NHRA Mission Foods Drag Racing Series career
- Debut season: 2024
- Current team: JCM Racing
- Fastest laps: Best ET; 3.720 seconds; Best Speed; 334.32 mph (538.04 km/h);

Previous series
- FIA European Drag Racing Championship

Championship titles
- 2023 2019, 2020: FIA European Top Fuel Champion Super Street Bike

= Ida Zetterström =

Swedish dragracer

Ida Zetterström (born May 2, 1994), is a Swedish drag racing driver. She currently competes in Top Fuel in the NHRA Mission Foods Drag Racing Series for JCM Racing.

== Early life ==
Zetterström was born in Stockholm, Sweden and lived in Jomala, Åland, Finland.
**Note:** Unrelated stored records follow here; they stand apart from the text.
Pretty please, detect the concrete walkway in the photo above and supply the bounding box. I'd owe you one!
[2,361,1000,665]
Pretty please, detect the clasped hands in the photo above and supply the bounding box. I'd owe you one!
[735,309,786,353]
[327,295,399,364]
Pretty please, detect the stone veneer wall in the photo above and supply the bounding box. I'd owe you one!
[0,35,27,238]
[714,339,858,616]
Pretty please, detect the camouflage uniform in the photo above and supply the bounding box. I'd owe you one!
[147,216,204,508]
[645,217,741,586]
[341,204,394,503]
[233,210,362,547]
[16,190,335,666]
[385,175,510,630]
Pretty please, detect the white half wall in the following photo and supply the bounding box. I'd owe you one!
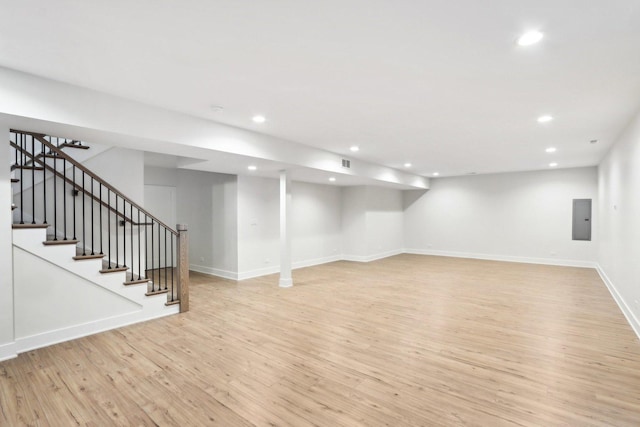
[0,122,15,359]
[598,108,640,337]
[404,167,598,267]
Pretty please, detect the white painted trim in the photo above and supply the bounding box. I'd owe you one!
[236,254,343,281]
[341,249,404,263]
[404,248,597,269]
[596,265,640,342]
[14,305,179,355]
[190,264,238,280]
[0,341,17,362]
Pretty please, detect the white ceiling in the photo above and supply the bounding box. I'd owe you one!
[1,0,640,177]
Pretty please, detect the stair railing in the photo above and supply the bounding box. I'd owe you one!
[10,129,189,312]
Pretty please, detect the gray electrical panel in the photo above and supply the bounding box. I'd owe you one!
[572,199,592,241]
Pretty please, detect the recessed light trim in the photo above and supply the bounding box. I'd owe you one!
[537,115,554,123]
[349,145,360,152]
[517,30,544,46]
[549,162,558,167]
[247,165,257,171]
[252,115,266,123]
[404,163,412,168]
[545,147,557,153]
[329,177,336,182]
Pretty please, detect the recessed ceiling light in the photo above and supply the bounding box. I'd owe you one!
[329,177,336,182]
[248,165,257,171]
[404,163,412,168]
[252,115,266,123]
[545,147,557,153]
[350,146,360,152]
[549,162,558,167]
[433,172,440,176]
[517,30,544,46]
[590,139,598,144]
[537,115,554,123]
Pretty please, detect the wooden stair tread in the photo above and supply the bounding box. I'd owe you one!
[12,165,44,170]
[124,278,150,286]
[11,178,19,183]
[165,300,180,306]
[73,254,105,260]
[13,223,49,229]
[99,266,129,274]
[43,239,79,245]
[145,289,169,296]
[60,142,90,150]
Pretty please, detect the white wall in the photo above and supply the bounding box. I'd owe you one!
[237,175,343,279]
[598,109,640,336]
[0,123,15,358]
[366,187,404,259]
[145,166,239,278]
[404,167,598,266]
[342,186,405,261]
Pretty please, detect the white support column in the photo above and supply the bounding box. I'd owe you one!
[279,170,293,288]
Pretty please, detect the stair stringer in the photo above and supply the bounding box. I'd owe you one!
[12,227,178,354]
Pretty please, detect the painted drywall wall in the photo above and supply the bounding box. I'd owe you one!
[404,167,598,266]
[145,166,239,278]
[598,109,640,336]
[366,187,404,259]
[0,123,14,356]
[237,175,343,279]
[342,186,405,261]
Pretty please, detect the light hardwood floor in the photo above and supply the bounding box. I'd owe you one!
[2,254,640,426]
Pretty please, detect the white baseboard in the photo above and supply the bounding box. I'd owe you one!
[342,249,404,263]
[0,341,17,362]
[404,248,597,269]
[236,254,343,281]
[596,265,640,342]
[190,264,238,280]
[13,305,179,356]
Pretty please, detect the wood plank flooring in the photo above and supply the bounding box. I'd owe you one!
[2,254,640,426]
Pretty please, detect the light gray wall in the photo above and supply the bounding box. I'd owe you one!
[404,167,598,266]
[145,166,239,277]
[598,108,640,334]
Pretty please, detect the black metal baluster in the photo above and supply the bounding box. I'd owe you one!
[164,227,168,291]
[52,139,57,239]
[145,215,149,280]
[158,222,162,292]
[63,158,67,240]
[19,133,24,224]
[82,172,86,255]
[31,135,35,224]
[99,184,103,254]
[72,166,77,240]
[151,219,155,290]
[115,195,119,268]
[91,177,94,255]
[107,189,111,268]
[122,200,127,268]
[171,233,175,301]
[42,138,47,224]
[138,209,141,280]
[130,203,134,278]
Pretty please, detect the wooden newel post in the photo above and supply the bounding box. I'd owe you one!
[177,224,189,313]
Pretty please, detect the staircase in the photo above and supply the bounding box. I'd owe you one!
[9,129,188,352]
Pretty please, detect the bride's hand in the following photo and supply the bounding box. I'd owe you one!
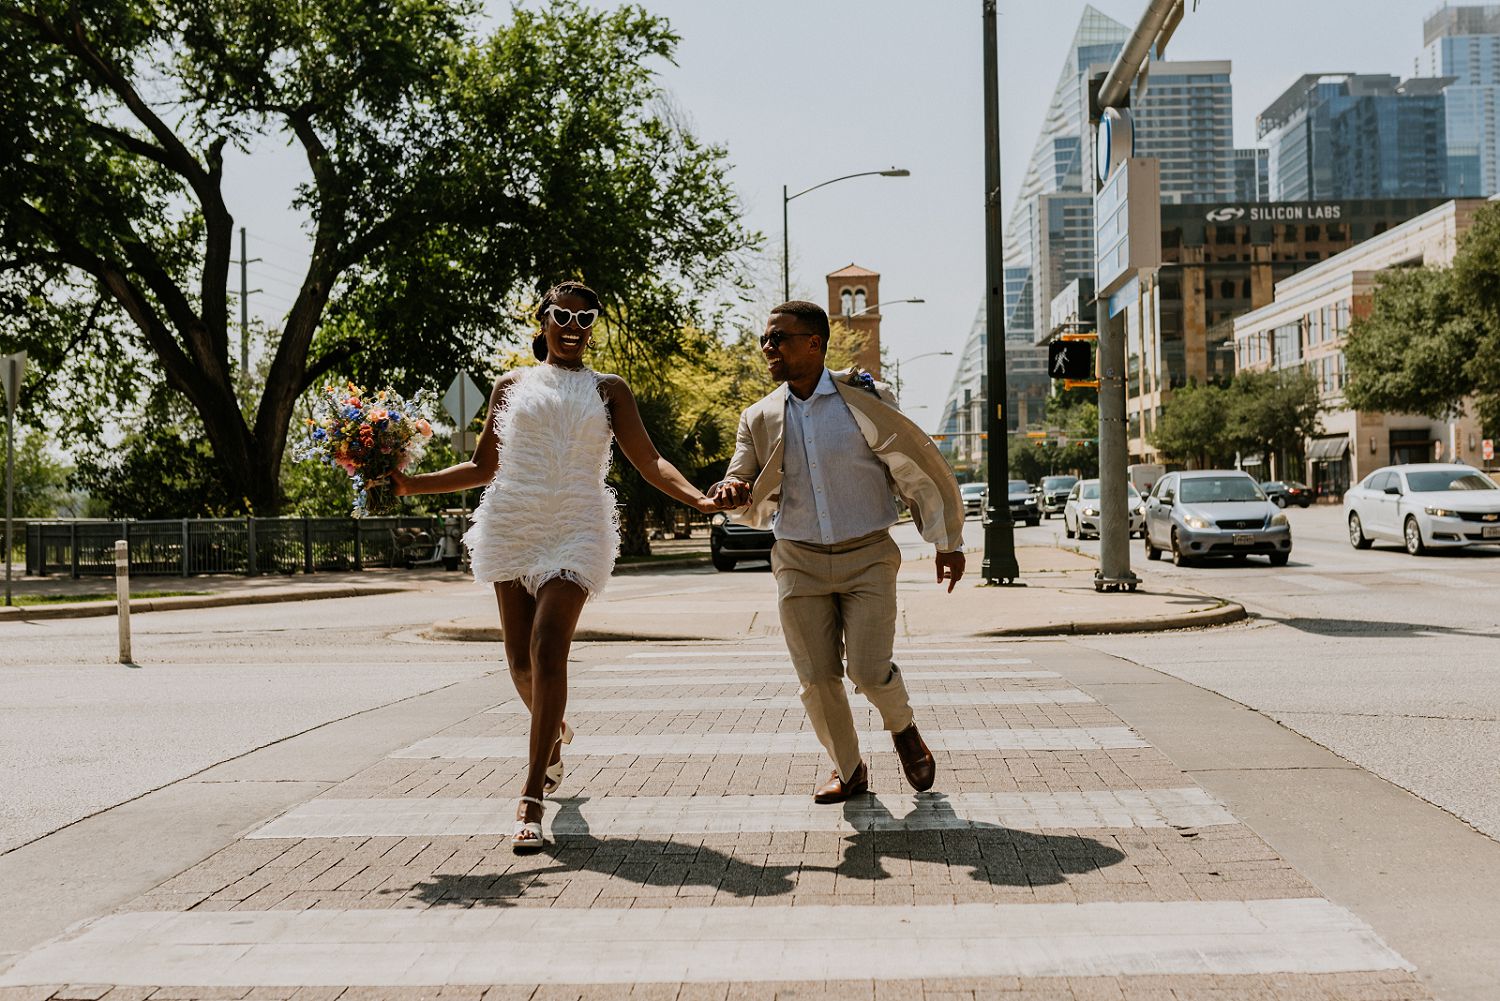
[388,470,413,496]
[692,494,720,515]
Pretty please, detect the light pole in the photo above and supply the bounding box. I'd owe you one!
[890,350,953,403]
[783,169,910,302]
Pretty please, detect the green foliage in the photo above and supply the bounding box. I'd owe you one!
[1149,383,1236,468]
[1008,392,1100,482]
[2,0,756,514]
[1345,202,1500,434]
[4,426,72,518]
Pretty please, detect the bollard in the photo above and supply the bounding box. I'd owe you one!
[115,539,132,664]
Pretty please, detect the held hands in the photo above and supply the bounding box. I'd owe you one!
[935,549,965,593]
[706,478,752,511]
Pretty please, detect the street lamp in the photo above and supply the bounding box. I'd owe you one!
[782,168,911,302]
[847,297,925,317]
[891,349,954,402]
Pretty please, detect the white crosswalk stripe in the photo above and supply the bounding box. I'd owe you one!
[485,690,1095,713]
[0,900,1410,986]
[248,789,1238,839]
[625,647,1019,659]
[573,670,1061,688]
[591,658,1034,671]
[391,726,1150,759]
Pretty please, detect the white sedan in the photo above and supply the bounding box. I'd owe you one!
[1063,478,1145,540]
[1345,462,1500,555]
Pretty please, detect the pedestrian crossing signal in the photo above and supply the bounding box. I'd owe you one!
[1048,341,1093,380]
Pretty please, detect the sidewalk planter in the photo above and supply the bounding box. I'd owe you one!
[23,516,442,578]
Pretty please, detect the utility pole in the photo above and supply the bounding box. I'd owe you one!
[2,351,26,607]
[236,227,262,395]
[981,0,1020,585]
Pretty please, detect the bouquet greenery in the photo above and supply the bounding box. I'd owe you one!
[295,382,437,517]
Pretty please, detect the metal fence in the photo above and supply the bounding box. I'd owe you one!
[21,516,445,578]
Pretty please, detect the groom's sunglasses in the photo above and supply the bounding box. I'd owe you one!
[545,304,600,330]
[759,331,813,350]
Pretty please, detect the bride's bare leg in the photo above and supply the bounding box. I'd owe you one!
[495,582,567,775]
[516,578,588,829]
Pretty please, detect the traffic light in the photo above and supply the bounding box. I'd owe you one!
[1048,340,1093,380]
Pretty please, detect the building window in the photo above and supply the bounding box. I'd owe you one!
[840,288,853,316]
[853,288,867,313]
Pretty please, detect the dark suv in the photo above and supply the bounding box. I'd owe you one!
[709,514,773,571]
[1040,475,1078,519]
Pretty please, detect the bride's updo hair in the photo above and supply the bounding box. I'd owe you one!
[533,280,603,361]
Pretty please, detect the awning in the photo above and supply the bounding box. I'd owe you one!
[1309,436,1350,461]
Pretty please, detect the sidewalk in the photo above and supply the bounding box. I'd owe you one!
[429,546,1245,642]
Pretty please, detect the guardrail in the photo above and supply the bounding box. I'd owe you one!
[21,516,445,578]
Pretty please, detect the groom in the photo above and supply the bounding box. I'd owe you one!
[710,300,967,803]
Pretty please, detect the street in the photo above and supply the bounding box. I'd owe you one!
[2,520,1499,998]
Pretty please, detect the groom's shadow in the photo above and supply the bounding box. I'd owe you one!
[390,792,1124,907]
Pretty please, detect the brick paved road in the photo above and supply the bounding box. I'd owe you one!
[0,640,1430,1000]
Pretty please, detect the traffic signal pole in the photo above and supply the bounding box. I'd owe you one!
[980,0,1020,585]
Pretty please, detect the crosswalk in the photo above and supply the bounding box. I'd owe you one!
[0,641,1425,998]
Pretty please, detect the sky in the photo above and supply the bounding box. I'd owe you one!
[221,0,1440,431]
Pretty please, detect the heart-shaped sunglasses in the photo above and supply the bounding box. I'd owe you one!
[544,304,599,330]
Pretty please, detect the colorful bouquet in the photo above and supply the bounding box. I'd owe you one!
[294,382,438,517]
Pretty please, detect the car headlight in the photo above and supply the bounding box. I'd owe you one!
[710,513,728,527]
[1082,507,1099,516]
[1184,515,1212,530]
[1270,512,1289,527]
[1424,506,1458,517]
[1135,505,1145,516]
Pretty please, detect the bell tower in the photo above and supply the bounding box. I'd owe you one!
[826,263,881,378]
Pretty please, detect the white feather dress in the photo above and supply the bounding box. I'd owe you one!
[465,364,619,598]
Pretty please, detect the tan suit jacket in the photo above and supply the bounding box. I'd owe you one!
[725,369,966,553]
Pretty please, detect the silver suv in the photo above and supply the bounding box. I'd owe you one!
[1142,470,1292,567]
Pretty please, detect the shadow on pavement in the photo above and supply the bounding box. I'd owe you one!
[390,793,1125,907]
[1272,616,1500,639]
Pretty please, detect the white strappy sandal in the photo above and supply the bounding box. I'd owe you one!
[512,795,545,853]
[542,721,575,796]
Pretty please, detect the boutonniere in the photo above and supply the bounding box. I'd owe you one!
[847,369,881,396]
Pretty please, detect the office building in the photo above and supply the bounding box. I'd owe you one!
[1233,199,1489,494]
[1259,73,1457,200]
[1420,4,1500,195]
[1233,147,1269,202]
[936,302,1049,477]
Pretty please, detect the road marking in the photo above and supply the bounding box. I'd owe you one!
[247,788,1232,839]
[484,690,1096,713]
[1396,571,1470,589]
[1274,573,1368,592]
[0,900,1408,985]
[391,726,1149,759]
[625,647,1018,659]
[593,658,1035,671]
[573,670,1061,688]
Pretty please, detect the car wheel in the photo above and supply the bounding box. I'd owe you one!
[711,553,737,572]
[1273,495,1288,508]
[1348,512,1372,550]
[1027,518,1039,527]
[1144,533,1162,560]
[1064,515,1075,539]
[1269,551,1291,567]
[1043,511,1051,520]
[1299,500,1312,508]
[1171,528,1192,567]
[1404,516,1428,556]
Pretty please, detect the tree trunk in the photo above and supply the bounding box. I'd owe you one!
[619,505,651,558]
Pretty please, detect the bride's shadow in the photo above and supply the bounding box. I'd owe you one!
[390,793,1125,907]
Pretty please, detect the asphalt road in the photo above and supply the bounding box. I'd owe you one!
[1017,503,1500,840]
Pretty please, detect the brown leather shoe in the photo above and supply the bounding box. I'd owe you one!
[892,723,936,792]
[813,761,870,803]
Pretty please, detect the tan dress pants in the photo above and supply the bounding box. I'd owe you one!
[771,529,914,781]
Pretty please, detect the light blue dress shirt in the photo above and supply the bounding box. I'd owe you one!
[774,369,899,545]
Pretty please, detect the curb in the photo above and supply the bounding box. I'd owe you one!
[613,555,712,574]
[980,600,1247,637]
[0,585,413,622]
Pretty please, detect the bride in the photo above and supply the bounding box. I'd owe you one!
[391,281,724,852]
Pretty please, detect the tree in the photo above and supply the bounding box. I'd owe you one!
[1230,368,1323,477]
[4,426,71,518]
[1149,383,1236,468]
[1344,202,1500,434]
[1,1,755,513]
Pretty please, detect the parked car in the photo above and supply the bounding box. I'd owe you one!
[1261,480,1313,508]
[709,514,773,571]
[960,482,987,518]
[1344,463,1500,556]
[1142,469,1292,566]
[1007,479,1040,526]
[1040,475,1078,518]
[1062,479,1145,540]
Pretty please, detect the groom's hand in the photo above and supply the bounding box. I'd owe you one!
[935,549,965,593]
[709,478,751,509]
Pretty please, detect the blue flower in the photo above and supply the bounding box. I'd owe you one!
[311,427,327,442]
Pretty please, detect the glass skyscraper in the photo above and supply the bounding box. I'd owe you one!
[1259,74,1457,200]
[1420,4,1500,195]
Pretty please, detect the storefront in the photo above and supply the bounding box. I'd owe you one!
[1308,435,1351,499]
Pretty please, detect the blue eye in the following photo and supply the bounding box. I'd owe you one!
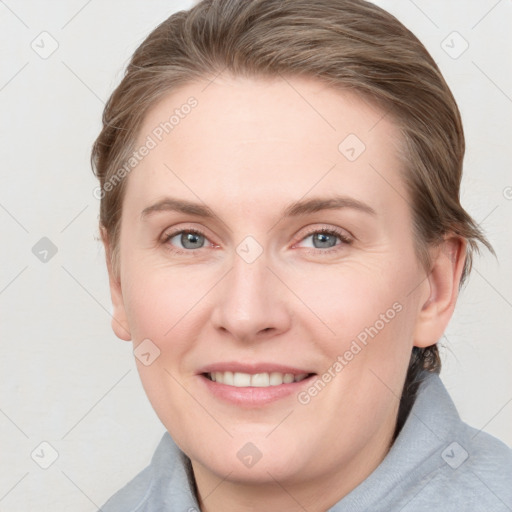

She started racing Junior Dragster when she was eight years old. At the age of 16, she earned her Super Comp license.

==Racing career==
Zetterström began competing on motorcycles in the Super Street Bike class in 2017. She was the Super Street Bike Scandinavian Champion in 2019 and 2020. She became the first woman to win a championship in the class and was the world's fastest woman on a motorcycle with a top speed of 346.9 kilometers per hour on a distance of just over 400 meters (¼ mile). At the time, it was the second highest speed ever measured in Europe.

In European Drag Racing Championship Top Fuel dragster, she and the team set a new European record of 3.782 seconds in 2022. In July 2023, she set a new track record at Mantorp Park with 4.35 seconds and 246.68 mph. Closing the 2023 season, Zetterstrom had secured four Top Fuel wins and won the overall Championship.

Zetterström moved to the United States to drive at least five races for JCM Racing in the National Hot Rod Association, making her debut in 2024 in Brainerd at the Lucas Oil Nationals.